Investigate the effects of IP Masking on Data Eng systems
Closed, ResolvedPublic5 Estimated Story Points

Description

Plan: this feels like a "many eyes make all bugs shallow" kind of thing. There are a lot of data pipelines involved and we can find all the affected ones together!

Those of us who are familiar with the pipelines, especially @JAllemandou, @mforns, @Milimetric for any batch jobs and @Ottomata for any EventBus-generated streams, should definitely be involved. But @ntsako, @Snwachukwu, and @Antoine_Quhen have all worked on at least some of the affected jobs. It's probably useful for everyone to search and think on their own for a couple hours and then have a couple of meetings where we brainstorm together. Beyond that though, if we miss something, the impact should be very obvious and we should be able to recover easily by going back to the source data and re-running jobs.
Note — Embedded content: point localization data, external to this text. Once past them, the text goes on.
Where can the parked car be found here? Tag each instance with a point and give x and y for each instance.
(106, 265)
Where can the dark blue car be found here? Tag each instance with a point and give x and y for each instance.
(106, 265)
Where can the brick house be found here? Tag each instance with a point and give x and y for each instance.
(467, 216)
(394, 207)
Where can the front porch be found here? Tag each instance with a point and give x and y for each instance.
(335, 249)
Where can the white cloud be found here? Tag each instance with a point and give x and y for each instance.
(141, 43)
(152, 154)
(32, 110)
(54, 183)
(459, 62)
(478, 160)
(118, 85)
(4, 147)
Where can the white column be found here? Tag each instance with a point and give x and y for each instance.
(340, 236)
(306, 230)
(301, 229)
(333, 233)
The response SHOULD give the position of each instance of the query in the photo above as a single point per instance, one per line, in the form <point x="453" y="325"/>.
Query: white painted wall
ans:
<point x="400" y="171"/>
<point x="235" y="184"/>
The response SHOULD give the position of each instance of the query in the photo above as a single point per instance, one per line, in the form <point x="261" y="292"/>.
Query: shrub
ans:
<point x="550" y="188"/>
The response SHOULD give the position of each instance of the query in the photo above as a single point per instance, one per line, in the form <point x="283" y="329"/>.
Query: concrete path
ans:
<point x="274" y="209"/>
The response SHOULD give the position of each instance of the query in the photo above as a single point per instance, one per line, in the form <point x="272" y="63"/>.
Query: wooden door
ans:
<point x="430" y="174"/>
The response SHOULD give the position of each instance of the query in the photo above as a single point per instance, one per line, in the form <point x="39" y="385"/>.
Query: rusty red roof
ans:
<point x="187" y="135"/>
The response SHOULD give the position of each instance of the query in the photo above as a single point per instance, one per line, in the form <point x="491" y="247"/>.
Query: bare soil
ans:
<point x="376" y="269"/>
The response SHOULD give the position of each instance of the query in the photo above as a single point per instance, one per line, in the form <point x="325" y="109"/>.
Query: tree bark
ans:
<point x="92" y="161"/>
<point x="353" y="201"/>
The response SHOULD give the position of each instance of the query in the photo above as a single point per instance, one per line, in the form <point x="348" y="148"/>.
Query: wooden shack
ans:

So it probably isn't worth spending a huge amount of time making sure we don't miss a single line of SQL.

Steps

  • Work in pairs or small groups to discuss what data pipelines might be affected by IP masking
  • Brainstorm in a bigger meeting the workflows, processes or data pipelines affected (if any)
  • Decide as a team if IP masking affects our team or not and communicate it via this phab ticket
  • Fix accordingly

Timeline: If there are any fixes needed, they should be done by Q1 next fiscal year

*useful links*

Event Timeline

EChetty updated the task description. (Show Details)
Milimetric raised the priority of this task from High to Needs Triage.Jan 26 2023, 5:28 PM
Milimetric updated the task description. (Show Details)
EChetty set the point value for this task to 5.

@mforns to take the lead on this.

Quick update from our last conversation:

It seems that an is_temp column was considered but rejected by Data Persistence as something that would cause too much trouble. We decided to investigate that a bit, to understand exactly what would be involved, because the tech debt we have to incur by not adding the column is also significant. So we're currently trying to schedule a conversation with Data Persistence.

The general plan, currently being reviewed by Product-Analytics, is as follows:

  • Change pipelines as far upstream as possible to make temporary users look pretty much like anonymous users
    • So anywhere we have user_is_anonymous or similar, this should be true for old anon users and new temporary users
    • However, since new temporary users will have a real user_id, downstream consumers will still need to verify their logic does not rely on something like user_id == 0 to mean "anonymous"
  • Track new data about temporary users and check our assumption that it does not affect or blur top line metrics too much
  • After some analysis, decide whether to make this decision permanent or add new fields (eg. user_is_temporary) to help create more granular metrics that treat anonymous and temporary separately

We are moving this task to done, since it was an initial investigation. The next steps are:

  • Continue conversation about this plan and validate that it's sound by looking at affected code
  • Plan and estimate the work that we'll need to do in Data-Engineering
NOTE: The main rationale for this plan is that if we change our mind at any point, we don't lose any data in this pipeline. So we can regenerate output with any new approach we decide on. This makes it safer to keep changes to a minimal right now and re-assess.